Gabrielle Taylor's "Cockluck"
March 14, 2002
The next morning Bertram bathed in the sink.
He unflattened his shoes and put them on with yesterday's borrowed clothes. The chromy gold clock in the kitchen read 9:06. He watched it blearily for several minutes before he realized it wasn't working.
It was a beautiful day, as crisply golden as a three-egg omelet, warm and dry, with almost no wind.
He walked up to the Billings Bridge Plaza and around to the Zellers department store at the far end. He bought a red metal snow shovel, a six-pack of white Haines t-shirts, a six-pack of white Haines cotton briefs, a six-pack of white tube socks, a package of plastic disposable double-blade razors, soap, toilet paper, shampoo, a sleeve of styrafoam cups, a jar of instant coffee, a box of sugar cubes, a set of cheap olive-green towels, two pairs of black Cherokee jeans, and a bright red bicycle. He changed in the men's room and drove the shovel home on his brand new handlebars.
He broke the rubbery yellow crime scene tape on his garage and shovelled the remaining garbage into a green plastic 230 liter garbage bin. He wheeled the bin down the sidewalk to Bank street and emptied it into the dumpster behind the Mac's Milk at Bank and Fifth Avenue. As he wheeled it back he whistled. He was charging his per diem for today, that's for damn sure.
He swept everything out of the kitchen cupboards with a corn broom, including a complete set of gold-rimmed Petro-Canada highballs stickered "free with fill-up (minimum $25 purchase required)". He pushed the trash into the garage and locked both doors.
Then he showered for forty-three minutes.
He shaved, brushed his teeth, slicked his hair flat back from his forehead, and dressed in new clothes. He might be a cheap new man, but at least he was clean.
He made instant coffee with four sugars and went outside. The house seemed less threatening now that he'd spent a night in it in someone else's underwear. All the windows were intact and the doors all opened and closed properly. All it needed was a little attention.
Not so the back house. Half the windows had slices out of them or were shattered altogether. The small sundeck behind it was missing four planks and the charred stump of the railing lay in a circle of ash surrounded by bricks from the front walkway.
As he inspected, he looked for signs of life inside the house. After that, he knocked on the door, waited, and knocked again, and waited some more.
Eventually the door cracked open and rattled against its chain. Bertram smiled engagingly at the girl inside. She was short and thin, with wispy brown hair pulled into a shoulder-length ponytail at her nape. She wore a knee-length white t-shirt that claimed she'd been to Vail, Colorado, and nothing else. She could have been fifteen or thirty.
She said, "Bruno and Kristen aren't here."
"That's fine. My name is Bertram Brooker. May I ask if you live here?"
"I live here, yeah." She bit her thumbnail, examined it, then rubbed the ragged edge against her lower teeth.
"May I ask your name, please?"
"Why? Who are you? What do you want? Are you a cop?"
"I'm a detective." He showed her his laminated wallet-sized correspondence school issue license.
"Wow. Cool. I'm Kelly. Are you, like, looking for Bruno? I don't know where he is."
"I've been retained by Judith to recover all outstanding rent due and to ensure her property is returned to its original and unoccupied condition. May I come in?"
"What does that mean?"
"It means everybody living here has to get their lunch money together to pay up Judith's rent, and then clear out all their shit, and clean the place up so she can rent it to other people by the end of the month, which is less than two "?"weeks away. Or I'll have to put a great big padlock on the front door and you'll have to go to court to get it opened."
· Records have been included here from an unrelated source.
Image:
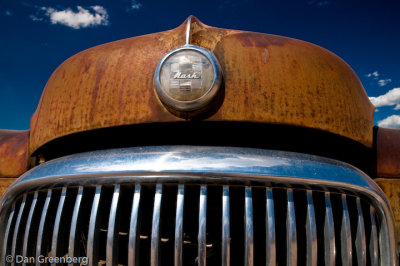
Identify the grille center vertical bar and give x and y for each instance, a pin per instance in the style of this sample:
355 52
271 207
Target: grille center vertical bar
179 226
155 231
226 248
202 226
291 237
249 238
"But I'm living here," Kelly said.
"You're living here today. You are not living here after the end of the month."
"What if I get her her money?"
"I'm open to suggestions."
"I'll try to find my roommates, okay, and we'll get the money. I'm, like, right in the middle of a sculpture so I really don't want to move, okay? Can I stay if I get the money?"
"I'll still need to inspect the premises." Bertram pushed at the door; the chain chittered.
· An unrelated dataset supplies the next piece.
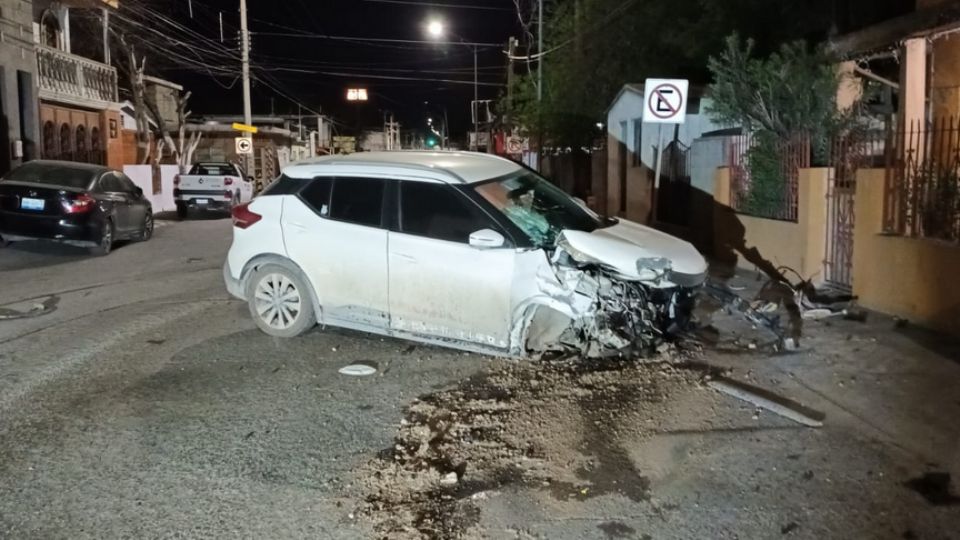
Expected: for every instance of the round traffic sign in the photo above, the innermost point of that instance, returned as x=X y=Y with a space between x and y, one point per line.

"It's like a really big mess right now, because I'm working on this sculpture so my stuff's spread out like all over. Besides, don't you have to give me some notice? Like 24 hours or something? For an inspection? Can you get Judith to call me so I know it's okay? I don't want to just let anybody in the house and then maybe you'd steal stuff or burn it down and then it'd be like my problem."
"How about this. How about you call Judith, and talk to her about paying the rent, and ask if her brother Bertram is allowed to come into the house and make sure you're not, say, dealing drugs out of the kitchen," he jerked his thumb over his shoulder, "like the guys in the big house were."
"Oh wow, is that what those guys were doing?"
"That's why the police were here yesterday, yes. I'm going to go now, I have to go to work. I'll be back tomorrow to look at the place." Whether you like it or not.
"Okay," she said, retreating into the shadows. "I'll call her."